La cosa più evidente era senza dubbio l’estrema facilità con cui quei ragazzi riuscivano ad esprimersi sul palco, sembrava quasi fosse una passeggiata per loro, tra una chiacchierata col pubblico e una risata generale. Erano lì per divertirsi, ed erano lì felici di esserci, ancora una volta, proprio come me. Ed è questo ciò che rende una band speciale. Certo, aiuta molto aver sfornato un album della Madonna come Cardinal, ma sono dell’opinione che quando una persona fa ciò che effettivamente vuole fare, mettendoci lo spirito, tutto il resto verrà da sé.

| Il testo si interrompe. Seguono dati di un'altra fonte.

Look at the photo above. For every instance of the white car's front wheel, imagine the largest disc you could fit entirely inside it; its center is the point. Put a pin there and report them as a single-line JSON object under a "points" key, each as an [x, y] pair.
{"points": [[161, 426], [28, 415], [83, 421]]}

Durante il live è stata proposta anche una nuova canzone, davvero interessante e sempre su questa scia di sperimentazione che i Pinegrove stanno percorrendo. Perdonatemi se non conosco il titolo, ma come potrete ben notare dalla foto della setlist questi ragazzi non hanno abbastanza tempo da perdere per poter scrivere i titoli delle canzoni per intero.

La performance è stata chiusa con un encore di due brani, Waveform e New Friends, quest’ultimo forse il miglior brano per concludere il live. Un’intensità pazzsesca, e il solito Evan con quelle sue mimiche facciali e quelle espressioni energiche non faceva altro che confermare il vigore e la passione con la quale questi ragazzi sono saliti sul palco.

Una piacevolissima e felice sorpresa. Non vedo l’ora di rivedere i Pinegrove dal vivo (e comprarmi un’altra maglietta).